Polizisten gingen derweil in verschiedene öffentliche Gebäude, fragen Mitarbeiter nach möglichen Ausgängen und beschreiben den Gesuchten grob: Er trage ein rotes T-Shirt, eine kurze weiße Hose und blaue Schuhe. Er führt eine schwarze Bauchtasche mit sich.

Er ist laut der Personenbeschreibung, die an Bus- und Straßenbahnfahrer ausgegeben wurde, 27 Jahre alt, 1,86 Meter groß und etwa 70 Kilogramm schwer. Er trägt einen Kinn- und Oberlippenbart.

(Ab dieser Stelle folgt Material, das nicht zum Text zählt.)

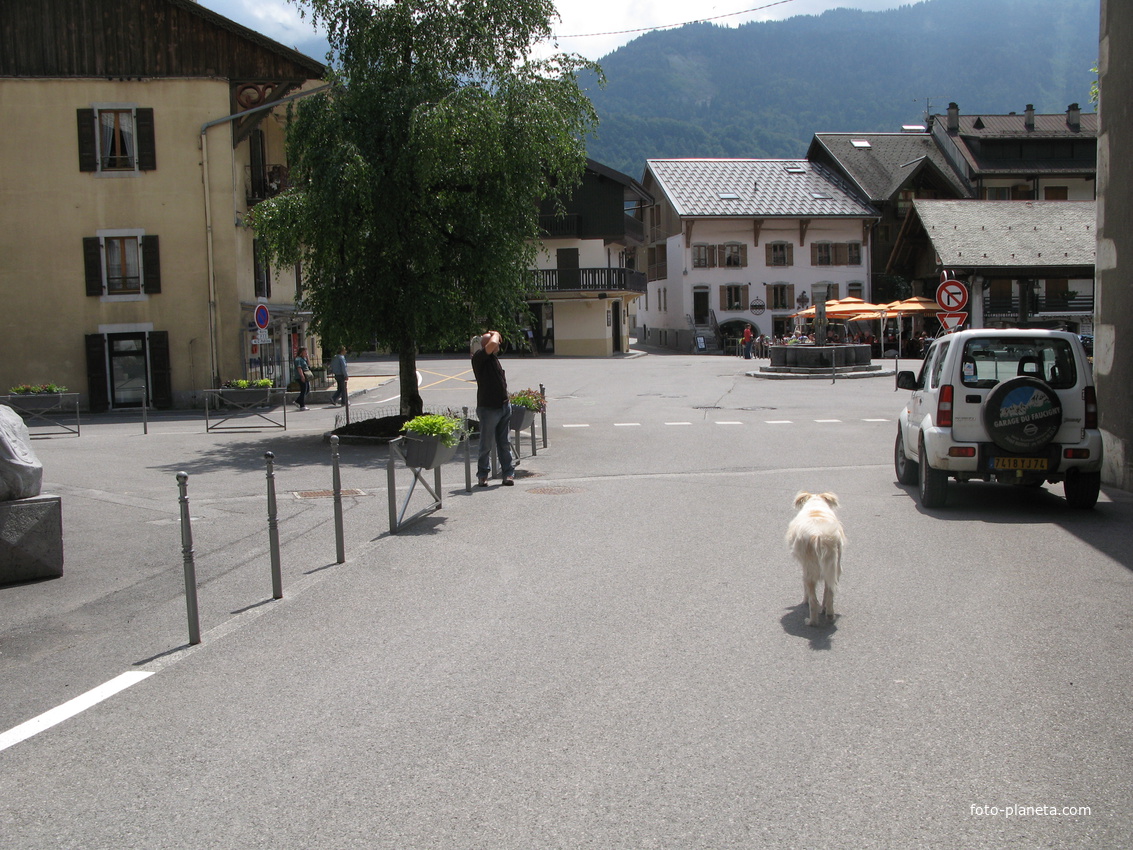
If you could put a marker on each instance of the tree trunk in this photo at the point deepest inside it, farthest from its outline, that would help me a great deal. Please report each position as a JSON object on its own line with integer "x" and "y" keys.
{"x": 411, "y": 404}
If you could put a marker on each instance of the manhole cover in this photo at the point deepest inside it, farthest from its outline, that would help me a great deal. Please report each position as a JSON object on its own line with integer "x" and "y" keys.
{"x": 325, "y": 493}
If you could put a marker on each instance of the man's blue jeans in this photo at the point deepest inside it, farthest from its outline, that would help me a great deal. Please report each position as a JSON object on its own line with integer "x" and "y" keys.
{"x": 495, "y": 423}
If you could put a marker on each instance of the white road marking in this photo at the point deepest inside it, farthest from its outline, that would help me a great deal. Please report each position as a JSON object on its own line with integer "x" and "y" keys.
{"x": 70, "y": 708}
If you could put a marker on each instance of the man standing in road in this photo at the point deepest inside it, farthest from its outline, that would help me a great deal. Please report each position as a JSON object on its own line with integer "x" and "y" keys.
{"x": 339, "y": 370}
{"x": 493, "y": 408}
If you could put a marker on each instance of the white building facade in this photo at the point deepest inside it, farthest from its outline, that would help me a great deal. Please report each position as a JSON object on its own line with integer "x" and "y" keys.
{"x": 732, "y": 243}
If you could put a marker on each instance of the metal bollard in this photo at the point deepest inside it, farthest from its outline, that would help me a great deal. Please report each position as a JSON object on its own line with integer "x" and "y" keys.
{"x": 273, "y": 528}
{"x": 340, "y": 543}
{"x": 190, "y": 570}
{"x": 543, "y": 416}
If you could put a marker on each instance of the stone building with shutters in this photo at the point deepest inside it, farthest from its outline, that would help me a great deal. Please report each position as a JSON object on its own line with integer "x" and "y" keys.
{"x": 731, "y": 243}
{"x": 146, "y": 129}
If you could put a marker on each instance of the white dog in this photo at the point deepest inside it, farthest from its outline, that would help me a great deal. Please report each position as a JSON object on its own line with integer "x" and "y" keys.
{"x": 816, "y": 538}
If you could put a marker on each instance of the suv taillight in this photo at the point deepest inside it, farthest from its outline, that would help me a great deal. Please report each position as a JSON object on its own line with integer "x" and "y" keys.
{"x": 944, "y": 407}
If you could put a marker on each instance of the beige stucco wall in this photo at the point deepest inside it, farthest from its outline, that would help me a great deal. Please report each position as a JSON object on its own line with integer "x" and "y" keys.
{"x": 48, "y": 206}
{"x": 580, "y": 329}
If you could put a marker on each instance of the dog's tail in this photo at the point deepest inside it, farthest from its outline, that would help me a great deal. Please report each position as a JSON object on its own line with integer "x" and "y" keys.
{"x": 828, "y": 555}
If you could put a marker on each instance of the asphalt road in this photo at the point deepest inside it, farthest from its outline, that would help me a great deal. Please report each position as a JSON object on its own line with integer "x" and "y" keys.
{"x": 611, "y": 654}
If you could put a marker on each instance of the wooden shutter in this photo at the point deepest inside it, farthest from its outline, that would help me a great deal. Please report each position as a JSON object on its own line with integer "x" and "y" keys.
{"x": 151, "y": 265}
{"x": 161, "y": 382}
{"x": 147, "y": 151}
{"x": 92, "y": 264}
{"x": 87, "y": 141}
{"x": 96, "y": 389}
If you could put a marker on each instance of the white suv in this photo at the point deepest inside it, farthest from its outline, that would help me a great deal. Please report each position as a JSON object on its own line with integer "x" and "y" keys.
{"x": 1013, "y": 406}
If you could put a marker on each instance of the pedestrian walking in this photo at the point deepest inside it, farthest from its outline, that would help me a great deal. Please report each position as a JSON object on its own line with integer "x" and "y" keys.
{"x": 493, "y": 408}
{"x": 304, "y": 375}
{"x": 339, "y": 370}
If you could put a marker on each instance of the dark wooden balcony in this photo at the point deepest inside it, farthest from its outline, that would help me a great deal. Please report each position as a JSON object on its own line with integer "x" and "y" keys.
{"x": 588, "y": 280}
{"x": 1039, "y": 305}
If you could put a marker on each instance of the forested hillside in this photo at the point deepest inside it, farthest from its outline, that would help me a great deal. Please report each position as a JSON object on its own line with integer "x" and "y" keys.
{"x": 765, "y": 88}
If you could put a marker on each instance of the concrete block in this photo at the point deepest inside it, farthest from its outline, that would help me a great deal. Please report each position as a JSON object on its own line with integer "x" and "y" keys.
{"x": 31, "y": 538}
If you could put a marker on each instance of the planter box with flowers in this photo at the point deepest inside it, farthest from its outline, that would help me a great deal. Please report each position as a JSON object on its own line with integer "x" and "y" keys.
{"x": 525, "y": 405}
{"x": 36, "y": 397}
{"x": 243, "y": 393}
{"x": 432, "y": 440}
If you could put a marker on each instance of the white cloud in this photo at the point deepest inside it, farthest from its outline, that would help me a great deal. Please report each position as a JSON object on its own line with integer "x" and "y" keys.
{"x": 603, "y": 25}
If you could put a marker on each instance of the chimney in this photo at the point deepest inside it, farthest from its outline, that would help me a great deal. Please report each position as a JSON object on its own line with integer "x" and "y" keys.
{"x": 953, "y": 125}
{"x": 1073, "y": 117}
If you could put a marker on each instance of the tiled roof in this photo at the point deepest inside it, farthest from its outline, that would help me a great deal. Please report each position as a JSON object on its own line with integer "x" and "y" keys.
{"x": 1046, "y": 126}
{"x": 1011, "y": 234}
{"x": 882, "y": 162}
{"x": 755, "y": 188}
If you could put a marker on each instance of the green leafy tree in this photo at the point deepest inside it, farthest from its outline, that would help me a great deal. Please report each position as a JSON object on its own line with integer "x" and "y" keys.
{"x": 417, "y": 176}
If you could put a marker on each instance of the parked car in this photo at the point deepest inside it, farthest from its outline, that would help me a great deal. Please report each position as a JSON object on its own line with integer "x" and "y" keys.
{"x": 1011, "y": 406}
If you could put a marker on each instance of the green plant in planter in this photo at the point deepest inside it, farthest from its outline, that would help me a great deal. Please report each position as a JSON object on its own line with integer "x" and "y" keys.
{"x": 35, "y": 389}
{"x": 449, "y": 430}
{"x": 239, "y": 383}
{"x": 530, "y": 399}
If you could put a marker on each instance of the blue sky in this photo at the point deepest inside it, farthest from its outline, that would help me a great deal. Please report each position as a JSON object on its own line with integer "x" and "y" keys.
{"x": 590, "y": 27}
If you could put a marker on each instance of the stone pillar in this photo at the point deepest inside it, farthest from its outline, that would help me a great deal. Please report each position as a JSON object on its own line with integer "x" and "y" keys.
{"x": 1113, "y": 348}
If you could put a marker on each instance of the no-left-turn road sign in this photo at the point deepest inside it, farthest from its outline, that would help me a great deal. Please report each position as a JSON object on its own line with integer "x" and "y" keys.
{"x": 952, "y": 295}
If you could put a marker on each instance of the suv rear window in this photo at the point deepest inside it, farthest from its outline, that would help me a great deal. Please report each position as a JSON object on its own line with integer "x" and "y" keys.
{"x": 987, "y": 360}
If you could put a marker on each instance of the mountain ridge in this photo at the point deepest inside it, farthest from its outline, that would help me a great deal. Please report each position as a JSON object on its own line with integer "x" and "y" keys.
{"x": 764, "y": 88}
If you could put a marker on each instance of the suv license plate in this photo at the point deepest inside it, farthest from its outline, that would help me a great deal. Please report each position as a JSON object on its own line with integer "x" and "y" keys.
{"x": 1027, "y": 464}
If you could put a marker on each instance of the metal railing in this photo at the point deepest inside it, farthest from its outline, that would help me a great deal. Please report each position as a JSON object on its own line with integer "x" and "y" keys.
{"x": 589, "y": 280}
{"x": 1003, "y": 306}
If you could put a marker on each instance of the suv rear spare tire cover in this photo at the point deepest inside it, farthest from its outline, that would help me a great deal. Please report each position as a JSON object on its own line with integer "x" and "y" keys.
{"x": 1022, "y": 414}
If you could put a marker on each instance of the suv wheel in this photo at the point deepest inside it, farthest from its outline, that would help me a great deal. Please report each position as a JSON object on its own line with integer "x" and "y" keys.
{"x": 1022, "y": 415}
{"x": 1082, "y": 489}
{"x": 904, "y": 467}
{"x": 933, "y": 484}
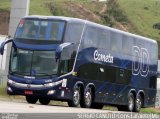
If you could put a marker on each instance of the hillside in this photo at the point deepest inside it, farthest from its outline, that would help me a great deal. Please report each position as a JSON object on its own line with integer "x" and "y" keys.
{"x": 135, "y": 16}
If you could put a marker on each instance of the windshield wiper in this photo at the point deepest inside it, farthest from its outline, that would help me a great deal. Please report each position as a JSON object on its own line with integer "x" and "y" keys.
{"x": 44, "y": 74}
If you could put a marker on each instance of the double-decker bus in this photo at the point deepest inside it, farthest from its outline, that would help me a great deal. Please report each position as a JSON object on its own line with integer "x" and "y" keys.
{"x": 81, "y": 62}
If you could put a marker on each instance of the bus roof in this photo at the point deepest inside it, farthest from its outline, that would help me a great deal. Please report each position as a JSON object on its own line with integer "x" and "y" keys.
{"x": 70, "y": 19}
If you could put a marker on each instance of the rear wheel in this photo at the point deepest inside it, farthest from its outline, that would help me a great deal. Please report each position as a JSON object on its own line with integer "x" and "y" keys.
{"x": 138, "y": 103}
{"x": 44, "y": 101}
{"x": 130, "y": 106}
{"x": 75, "y": 98}
{"x": 31, "y": 99}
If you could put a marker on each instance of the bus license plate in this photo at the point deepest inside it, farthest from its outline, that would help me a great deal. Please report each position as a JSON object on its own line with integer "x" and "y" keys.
{"x": 28, "y": 92}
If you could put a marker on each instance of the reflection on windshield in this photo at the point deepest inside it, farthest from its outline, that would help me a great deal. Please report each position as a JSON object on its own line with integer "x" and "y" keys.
{"x": 40, "y": 29}
{"x": 35, "y": 63}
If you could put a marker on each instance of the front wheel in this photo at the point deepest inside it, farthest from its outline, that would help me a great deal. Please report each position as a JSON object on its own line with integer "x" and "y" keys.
{"x": 44, "y": 101}
{"x": 31, "y": 99}
{"x": 75, "y": 98}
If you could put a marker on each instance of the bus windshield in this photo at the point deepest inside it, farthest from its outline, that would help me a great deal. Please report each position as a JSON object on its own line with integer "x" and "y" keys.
{"x": 33, "y": 29}
{"x": 34, "y": 63}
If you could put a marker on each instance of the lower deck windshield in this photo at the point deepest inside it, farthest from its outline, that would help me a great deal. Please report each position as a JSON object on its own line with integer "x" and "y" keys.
{"x": 37, "y": 63}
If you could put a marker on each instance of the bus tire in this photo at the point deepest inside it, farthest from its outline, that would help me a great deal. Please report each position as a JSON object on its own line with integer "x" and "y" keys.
{"x": 75, "y": 98}
{"x": 131, "y": 102}
{"x": 88, "y": 97}
{"x": 44, "y": 101}
{"x": 31, "y": 99}
{"x": 138, "y": 103}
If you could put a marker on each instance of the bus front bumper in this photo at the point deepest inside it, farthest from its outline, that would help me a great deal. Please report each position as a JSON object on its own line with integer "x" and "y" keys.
{"x": 50, "y": 90}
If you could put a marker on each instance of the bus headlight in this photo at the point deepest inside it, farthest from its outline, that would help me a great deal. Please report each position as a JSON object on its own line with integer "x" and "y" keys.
{"x": 11, "y": 82}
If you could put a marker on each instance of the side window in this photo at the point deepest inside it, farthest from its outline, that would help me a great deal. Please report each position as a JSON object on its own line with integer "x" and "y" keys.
{"x": 90, "y": 37}
{"x": 127, "y": 44}
{"x": 153, "y": 51}
{"x": 116, "y": 41}
{"x": 103, "y": 39}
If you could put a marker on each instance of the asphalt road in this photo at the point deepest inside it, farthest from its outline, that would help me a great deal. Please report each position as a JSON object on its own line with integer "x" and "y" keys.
{"x": 23, "y": 110}
{"x": 22, "y": 107}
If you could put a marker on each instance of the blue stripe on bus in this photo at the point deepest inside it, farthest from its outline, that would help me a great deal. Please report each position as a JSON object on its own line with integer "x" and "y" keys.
{"x": 36, "y": 47}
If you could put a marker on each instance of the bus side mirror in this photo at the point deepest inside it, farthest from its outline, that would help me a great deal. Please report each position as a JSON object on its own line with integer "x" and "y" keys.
{"x": 3, "y": 45}
{"x": 60, "y": 48}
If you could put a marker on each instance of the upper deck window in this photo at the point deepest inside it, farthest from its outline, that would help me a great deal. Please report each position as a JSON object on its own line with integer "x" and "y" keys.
{"x": 33, "y": 29}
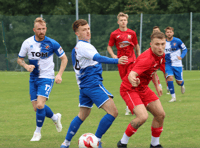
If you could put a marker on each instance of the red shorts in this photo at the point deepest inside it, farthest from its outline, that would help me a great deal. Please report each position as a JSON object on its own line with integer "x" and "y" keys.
{"x": 124, "y": 69}
{"x": 134, "y": 97}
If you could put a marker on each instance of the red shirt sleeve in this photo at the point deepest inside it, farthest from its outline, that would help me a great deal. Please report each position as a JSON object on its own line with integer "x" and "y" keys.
{"x": 112, "y": 40}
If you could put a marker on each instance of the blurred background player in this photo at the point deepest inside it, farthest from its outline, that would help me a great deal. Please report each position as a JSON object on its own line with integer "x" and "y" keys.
{"x": 139, "y": 97}
{"x": 40, "y": 50}
{"x": 87, "y": 66}
{"x": 157, "y": 29}
{"x": 173, "y": 65}
{"x": 125, "y": 41}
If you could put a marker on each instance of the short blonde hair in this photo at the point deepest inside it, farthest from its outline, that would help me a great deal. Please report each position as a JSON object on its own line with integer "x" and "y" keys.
{"x": 169, "y": 28}
{"x": 39, "y": 20}
{"x": 121, "y": 14}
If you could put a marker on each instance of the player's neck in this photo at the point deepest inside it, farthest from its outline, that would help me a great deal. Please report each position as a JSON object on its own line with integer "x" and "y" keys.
{"x": 123, "y": 29}
{"x": 170, "y": 39}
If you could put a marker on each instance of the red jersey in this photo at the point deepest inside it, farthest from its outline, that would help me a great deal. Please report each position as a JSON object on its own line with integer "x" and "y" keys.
{"x": 146, "y": 65}
{"x": 124, "y": 42}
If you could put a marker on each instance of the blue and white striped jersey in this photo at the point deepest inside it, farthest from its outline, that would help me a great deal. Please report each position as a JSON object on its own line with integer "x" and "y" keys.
{"x": 172, "y": 50}
{"x": 40, "y": 54}
{"x": 88, "y": 72}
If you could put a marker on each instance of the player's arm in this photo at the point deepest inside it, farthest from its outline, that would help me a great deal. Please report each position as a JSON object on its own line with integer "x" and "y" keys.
{"x": 64, "y": 61}
{"x": 109, "y": 48}
{"x": 22, "y": 63}
{"x": 137, "y": 49}
{"x": 103, "y": 59}
{"x": 157, "y": 86}
{"x": 132, "y": 79}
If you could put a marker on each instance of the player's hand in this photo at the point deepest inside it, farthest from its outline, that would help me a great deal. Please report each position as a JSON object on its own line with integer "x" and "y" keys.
{"x": 123, "y": 60}
{"x": 179, "y": 57}
{"x": 159, "y": 91}
{"x": 114, "y": 56}
{"x": 58, "y": 79}
{"x": 29, "y": 68}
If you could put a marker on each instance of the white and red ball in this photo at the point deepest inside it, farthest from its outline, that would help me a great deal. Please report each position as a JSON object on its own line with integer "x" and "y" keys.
{"x": 88, "y": 140}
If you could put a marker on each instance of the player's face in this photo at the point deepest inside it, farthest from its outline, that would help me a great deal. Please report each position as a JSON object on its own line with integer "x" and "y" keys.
{"x": 122, "y": 21}
{"x": 169, "y": 33}
{"x": 158, "y": 46}
{"x": 83, "y": 33}
{"x": 40, "y": 31}
{"x": 156, "y": 30}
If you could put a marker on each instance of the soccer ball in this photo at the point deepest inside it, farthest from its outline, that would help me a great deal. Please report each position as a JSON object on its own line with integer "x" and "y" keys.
{"x": 88, "y": 140}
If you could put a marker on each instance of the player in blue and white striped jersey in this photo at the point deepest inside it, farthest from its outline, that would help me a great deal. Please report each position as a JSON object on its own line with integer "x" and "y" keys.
{"x": 40, "y": 49}
{"x": 175, "y": 51}
{"x": 87, "y": 66}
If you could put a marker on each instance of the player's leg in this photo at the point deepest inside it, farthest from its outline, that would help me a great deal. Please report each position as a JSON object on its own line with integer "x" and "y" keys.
{"x": 178, "y": 73}
{"x": 169, "y": 76}
{"x": 157, "y": 111}
{"x": 75, "y": 125}
{"x": 136, "y": 105}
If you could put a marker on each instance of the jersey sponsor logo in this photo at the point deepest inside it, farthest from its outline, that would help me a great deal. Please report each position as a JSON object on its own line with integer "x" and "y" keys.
{"x": 39, "y": 54}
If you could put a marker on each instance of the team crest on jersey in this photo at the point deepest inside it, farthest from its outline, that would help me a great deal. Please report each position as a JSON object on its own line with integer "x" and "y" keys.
{"x": 47, "y": 47}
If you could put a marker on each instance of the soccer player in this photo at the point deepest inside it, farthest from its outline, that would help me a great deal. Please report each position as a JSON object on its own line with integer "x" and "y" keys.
{"x": 139, "y": 97}
{"x": 125, "y": 41}
{"x": 157, "y": 29}
{"x": 87, "y": 66}
{"x": 173, "y": 58}
{"x": 40, "y": 50}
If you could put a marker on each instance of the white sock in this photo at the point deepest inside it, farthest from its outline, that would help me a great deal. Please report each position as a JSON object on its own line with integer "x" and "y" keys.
{"x": 173, "y": 95}
{"x": 125, "y": 139}
{"x": 67, "y": 142}
{"x": 38, "y": 129}
{"x": 155, "y": 141}
{"x": 54, "y": 117}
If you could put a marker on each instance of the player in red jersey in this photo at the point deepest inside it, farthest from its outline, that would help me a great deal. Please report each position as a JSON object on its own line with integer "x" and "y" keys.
{"x": 139, "y": 97}
{"x": 125, "y": 41}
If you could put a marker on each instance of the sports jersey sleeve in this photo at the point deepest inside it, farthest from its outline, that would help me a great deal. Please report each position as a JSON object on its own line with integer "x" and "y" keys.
{"x": 135, "y": 41}
{"x": 141, "y": 65}
{"x": 23, "y": 50}
{"x": 58, "y": 49}
{"x": 183, "y": 48}
{"x": 112, "y": 40}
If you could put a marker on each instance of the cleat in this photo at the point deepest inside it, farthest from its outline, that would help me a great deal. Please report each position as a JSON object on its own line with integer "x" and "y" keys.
{"x": 128, "y": 112}
{"x": 183, "y": 89}
{"x": 63, "y": 145}
{"x": 58, "y": 123}
{"x": 100, "y": 144}
{"x": 120, "y": 145}
{"x": 158, "y": 146}
{"x": 36, "y": 136}
{"x": 173, "y": 100}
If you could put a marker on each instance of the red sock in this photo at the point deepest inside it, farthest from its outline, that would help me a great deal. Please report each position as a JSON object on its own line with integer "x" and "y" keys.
{"x": 130, "y": 130}
{"x": 155, "y": 132}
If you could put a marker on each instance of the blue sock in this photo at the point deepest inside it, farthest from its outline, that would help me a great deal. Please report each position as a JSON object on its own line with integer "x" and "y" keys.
{"x": 48, "y": 111}
{"x": 104, "y": 124}
{"x": 181, "y": 83}
{"x": 171, "y": 87}
{"x": 73, "y": 128}
{"x": 40, "y": 116}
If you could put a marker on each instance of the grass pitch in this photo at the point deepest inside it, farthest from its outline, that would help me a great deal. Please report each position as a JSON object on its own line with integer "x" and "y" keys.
{"x": 17, "y": 120}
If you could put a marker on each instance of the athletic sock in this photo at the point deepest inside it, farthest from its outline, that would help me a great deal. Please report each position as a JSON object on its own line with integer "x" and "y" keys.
{"x": 40, "y": 116}
{"x": 155, "y": 132}
{"x": 104, "y": 124}
{"x": 73, "y": 128}
{"x": 49, "y": 112}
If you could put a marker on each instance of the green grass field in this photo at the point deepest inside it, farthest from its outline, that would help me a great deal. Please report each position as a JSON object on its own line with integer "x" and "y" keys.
{"x": 17, "y": 120}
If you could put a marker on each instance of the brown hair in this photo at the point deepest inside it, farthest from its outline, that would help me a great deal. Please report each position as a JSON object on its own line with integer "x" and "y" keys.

Polizeisprecher Schmidt gibt auch eine Einschätzung zur Gefährlichkeit des Mannes: „Die bisherigen Ermittlungen ergaben keine Hinweise auf eine konkrete bzw. unmittelbar bevorstehende Gefährdung durch den Mann jedoch kann eine Fremdgefährdung im Sinne von Kurzschlusshandlungen nicht ausgeschlossen werden.“

Weil keine konkrete Gefährdung von David S. ausgehe, gab es wohl auch keinen so genannten Gefährdungszettel, der in der Patientenakte deponiert ist und sofort für Such- und Fahndungsmaßnahmen aktiviert werden kann. Deshalb soll auch die Personenbeschreibung mit einiger Verzögerung herausgegeben worden sein, ist zu hören.